Give employees of color a platform for their voices

What ways can you help include and strengthen the voices of employees of color? For instance, could you encourage employees from different backgrounds to contribute posts for your company website?

You might also host staff meetings — either the whole staff or by team or department — where important but delicate conversations can be facilitated, ideally by a trained professional. You may even set up a way for employees to submit questions or topics for discussion anonymously, which can then be discussed by the group.

Larger companies usually hire professionals from outside firms to assist with these kinds of efforts. But an organization of any size can talk with their employees about ways to improve communication and inclusion.

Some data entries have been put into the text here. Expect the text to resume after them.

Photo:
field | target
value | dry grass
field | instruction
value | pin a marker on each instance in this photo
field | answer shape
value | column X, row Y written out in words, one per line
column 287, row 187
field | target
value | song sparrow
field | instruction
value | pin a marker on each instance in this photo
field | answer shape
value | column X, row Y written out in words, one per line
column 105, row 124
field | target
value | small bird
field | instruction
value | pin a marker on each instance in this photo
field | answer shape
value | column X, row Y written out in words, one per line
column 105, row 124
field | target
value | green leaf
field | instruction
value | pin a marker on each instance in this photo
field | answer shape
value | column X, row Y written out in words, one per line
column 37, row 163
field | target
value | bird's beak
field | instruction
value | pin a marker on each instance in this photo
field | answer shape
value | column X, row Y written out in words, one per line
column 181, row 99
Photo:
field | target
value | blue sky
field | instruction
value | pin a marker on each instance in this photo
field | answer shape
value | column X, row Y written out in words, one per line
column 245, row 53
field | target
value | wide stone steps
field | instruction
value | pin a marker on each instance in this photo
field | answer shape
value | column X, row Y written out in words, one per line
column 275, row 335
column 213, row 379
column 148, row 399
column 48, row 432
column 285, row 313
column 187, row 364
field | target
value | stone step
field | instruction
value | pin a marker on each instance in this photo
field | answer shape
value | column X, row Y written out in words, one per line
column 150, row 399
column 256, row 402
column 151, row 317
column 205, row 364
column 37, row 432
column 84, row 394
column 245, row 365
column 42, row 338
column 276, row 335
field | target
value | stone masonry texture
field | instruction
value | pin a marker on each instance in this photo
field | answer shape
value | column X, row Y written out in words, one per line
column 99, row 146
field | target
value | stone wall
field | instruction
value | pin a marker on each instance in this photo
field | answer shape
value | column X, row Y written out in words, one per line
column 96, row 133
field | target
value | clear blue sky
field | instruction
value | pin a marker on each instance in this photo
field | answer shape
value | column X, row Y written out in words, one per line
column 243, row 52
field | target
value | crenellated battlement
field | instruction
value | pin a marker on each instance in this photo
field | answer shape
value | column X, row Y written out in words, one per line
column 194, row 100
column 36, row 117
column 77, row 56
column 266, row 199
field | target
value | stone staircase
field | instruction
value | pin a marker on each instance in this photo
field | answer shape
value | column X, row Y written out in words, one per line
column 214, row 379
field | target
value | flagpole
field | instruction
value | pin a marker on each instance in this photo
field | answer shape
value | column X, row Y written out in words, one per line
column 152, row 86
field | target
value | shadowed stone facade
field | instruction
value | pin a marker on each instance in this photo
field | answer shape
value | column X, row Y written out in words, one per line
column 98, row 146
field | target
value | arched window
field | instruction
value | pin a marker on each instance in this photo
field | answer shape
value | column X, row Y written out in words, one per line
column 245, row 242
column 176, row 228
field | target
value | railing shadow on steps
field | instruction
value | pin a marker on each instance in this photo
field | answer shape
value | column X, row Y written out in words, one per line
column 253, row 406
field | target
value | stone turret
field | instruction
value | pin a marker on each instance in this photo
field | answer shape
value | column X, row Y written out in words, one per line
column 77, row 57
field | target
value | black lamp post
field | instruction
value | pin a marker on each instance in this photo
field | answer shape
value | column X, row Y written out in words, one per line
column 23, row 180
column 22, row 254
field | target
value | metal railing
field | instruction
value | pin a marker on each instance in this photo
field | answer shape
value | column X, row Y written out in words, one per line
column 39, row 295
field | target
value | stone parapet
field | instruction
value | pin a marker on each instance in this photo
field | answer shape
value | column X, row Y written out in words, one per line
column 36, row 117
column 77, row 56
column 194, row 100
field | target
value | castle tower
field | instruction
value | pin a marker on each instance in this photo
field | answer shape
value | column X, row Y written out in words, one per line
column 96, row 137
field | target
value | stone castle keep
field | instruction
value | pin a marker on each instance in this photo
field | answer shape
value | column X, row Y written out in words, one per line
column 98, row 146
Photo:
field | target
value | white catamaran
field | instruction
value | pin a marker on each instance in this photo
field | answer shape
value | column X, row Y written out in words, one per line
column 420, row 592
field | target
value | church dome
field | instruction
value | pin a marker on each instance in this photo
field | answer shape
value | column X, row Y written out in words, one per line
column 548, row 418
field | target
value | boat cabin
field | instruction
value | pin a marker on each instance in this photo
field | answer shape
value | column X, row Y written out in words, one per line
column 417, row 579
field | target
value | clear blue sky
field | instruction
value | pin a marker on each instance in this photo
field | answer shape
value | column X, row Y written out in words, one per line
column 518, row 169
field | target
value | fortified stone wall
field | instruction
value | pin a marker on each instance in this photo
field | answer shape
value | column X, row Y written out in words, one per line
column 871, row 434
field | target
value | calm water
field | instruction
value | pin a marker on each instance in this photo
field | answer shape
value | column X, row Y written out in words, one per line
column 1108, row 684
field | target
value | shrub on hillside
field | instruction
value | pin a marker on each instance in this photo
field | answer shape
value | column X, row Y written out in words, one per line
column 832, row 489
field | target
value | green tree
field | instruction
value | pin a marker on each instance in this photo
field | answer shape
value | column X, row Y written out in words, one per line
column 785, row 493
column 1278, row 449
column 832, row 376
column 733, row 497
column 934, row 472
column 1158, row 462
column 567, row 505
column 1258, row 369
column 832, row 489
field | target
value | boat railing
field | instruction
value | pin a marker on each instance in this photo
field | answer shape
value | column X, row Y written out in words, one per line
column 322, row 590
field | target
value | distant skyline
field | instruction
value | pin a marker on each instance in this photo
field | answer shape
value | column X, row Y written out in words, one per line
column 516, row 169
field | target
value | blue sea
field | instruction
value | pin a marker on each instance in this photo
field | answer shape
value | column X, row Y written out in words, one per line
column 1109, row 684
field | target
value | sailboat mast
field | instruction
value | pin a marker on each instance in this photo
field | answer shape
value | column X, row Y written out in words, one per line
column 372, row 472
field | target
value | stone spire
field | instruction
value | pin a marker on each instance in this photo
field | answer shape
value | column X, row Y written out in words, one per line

Highlight your company’s commitment to diversity

There are many ways to highlight and communicate your company’s commitment to workplace diversity. One important first step is to include your commitment to diversity in your company’s mission, values, and vision statement. You can express this in company handbooks, in your printed materials, in signage in your office, by offering diversity resources on your company websites (as well as on your About and Careers/Jobs pages), by being transparent about diversity data for your company, and by participating in community events that celebrate diversity.

Remember: Implementing change within your organization is the first step. If you’re not taking action and making changes in your office, the language used anywhere else won’t mean anything.

Be willing to learn from your mistakes

Improving diversity and inclusion at work is a process that takes time and patience. You won’t get everything right the first time, and your policies should continue to change as you learn and as your organization becomes increasingly diverse.

Inviting open and honest communication among all employees and your management team will allow you to get useful feedback that can be applied to DEI decisions moving forward. Ask employees whether they feel particular efforts or policies are helpful or not. And if you hear that they’re not, accept that feedback and try something else.

The benefits of supporting diversity in the workplace

Promoting diversity and inclusion in the workplace helps both employers and employees. In addition to reducing employee turnover and benefiting from different skills and strengths among team members, studies show that organizations with a diverse workforce also benefit financially and are more productive and effective:

  • A 2015 McKinsey report of 366 companies found that those in the “top quartile for racial and ethnic diversity [were] 35% more likely to have financial returns above their respective national industry medians.”
  • A Harvard Business Review study found that higher cognitive diversity resulted in faster problem-solving and higher performance levels.

Managers and members of your hiring/recruiting team have the opportunity to empower marginalized and underrepresented groups, create positive and lasting change in their companies, and act as leaders in their communities. Additional benefits of diversity in the workplace include:

  • More creativity and innovation
  • Better decision-making
  • A better reputation
  • Better productivity and employee performance
  • Higher employee retention rates
  • Improved marketing and customer service
benefits of diversity in the workplace

Measuring your diversity initiatives

What gets measured gets improved. If you don’t know where you currently stand, put together some numbers. How many employees from any given diversity trait do you have on your team? Do you have members from different groups at the management and executive levels? Do you have a mentoring program, and do you have women, employees of color, and people of different physical and cognitive abilities as part of it?

Sit down with your diversity management and hiring teams and ask these questions. Gather your data, set clear goals, determine benchmarks, and allocate resources for improvement. Have a measurement plan in place for your DEI initiative and outline each KPI that will determine the initiative’s success.

The more time and energy you invest, the more likely you are to enjoy the benefits of promoting diversity in the workplace.